Antonine Wall sites near Falkirk once sported violent Roman “propaganda” stones painted in livid, blood-red colour.
Scenes of combat in which triumphant Romans crush their Celtic enemies were painted in gory, lifelike tones - and even the beak of the Roman eagle was coloured red.
The lurid original pigments of stones now in Glasgow’s Hunterian Museum have been revealed by cutting edge research by x-ray and laser technology.
University of Glasgow archaeologist Dr Louisa Campbell says these technicolour stones were Roman propaganda against the indigenous local communities.
She said: “The public are accustomed to seeing these sculptures in bland greys, creams, white (for marble) and don’t get the full impact that they would have had on the Roman and indigenous audiences 2000 years ago.
“These sculptures are propaganda tools used by Rome to demonstrate their power over these and other indigenous groups - it helps the Empire control their frontiers and it has different meanings to different audiences.”
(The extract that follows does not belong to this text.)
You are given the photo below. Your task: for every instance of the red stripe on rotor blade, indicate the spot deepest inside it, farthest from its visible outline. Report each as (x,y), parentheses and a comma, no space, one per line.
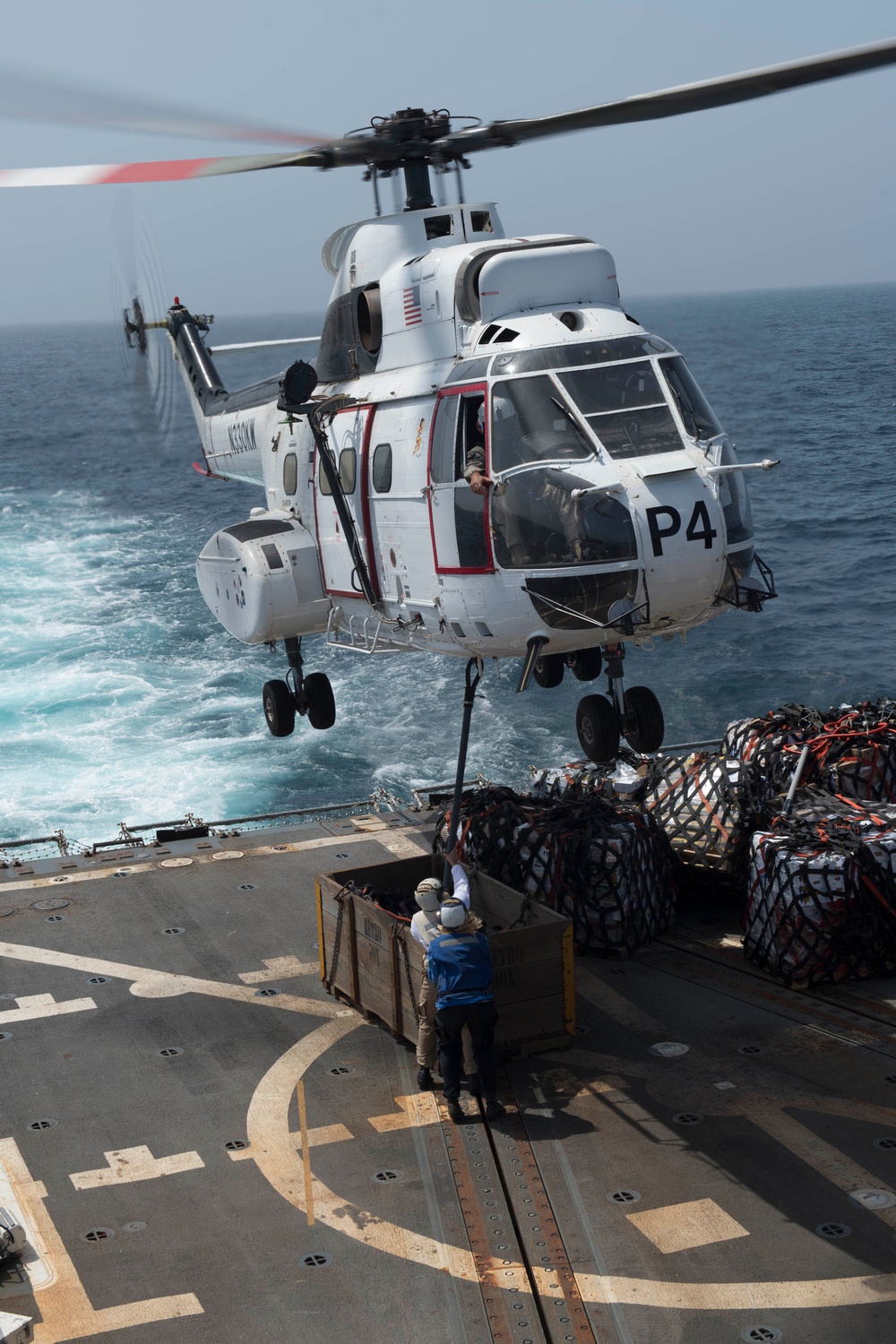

Some of the colour sculptures tell stories of different Roman legions and their loyalty to the Emperor, as well as the units’ part in the construction of the Antonine Wall.
Dr Campbell added: “These sculptures are unique to the Antonine Wall and the best preserved example of frontier statuary from any Roman border.
“They were embedded into prominent positions on the wall (probably crossing points at militarised forts) for full visual impact.
“The colours would have been a very powerful addition to bring these scenes to life and aid in the subjugation of the northern peoples.”
Her project - Paints and Pigments In the Past (PPIP) - is part funded by Historic Environment Scotland (HES)’s Archaeology Programme.
The aim is to identify the colours of paint pigments applied to the sculptures from the Wall and then to recreate an authentic palette of colours to allow them to be physically and digitally reconstructed.
Most of the examples available were discovered between the 17th and 19th centuries, and are on display at the University’s Hunterian Museum.
Dr Campbell said: “Many contain exquisitely carved scenes of combat, religious practice and architecture.
“It is likely that the sculptures were originally painted for maximum impact. However over the course of time the paint has faded and only trace elements are left.
Specific colour shades were used for particular subjects - reds in letters, Roman cloaks and military standards, different colours of red depicting spilled blood of indigenous captive warriors, and ochres (probably applied in layers) to provide life-like skin tones.
Dr Campbell suggests the red on the beak of the Roman eagle symbolises it “feasting on the flesh of her enemies”.
The next phase of the research will aim to find whether other stone statuary, including Pictish symbol stones and other early medieval sculpture was adorned in colour.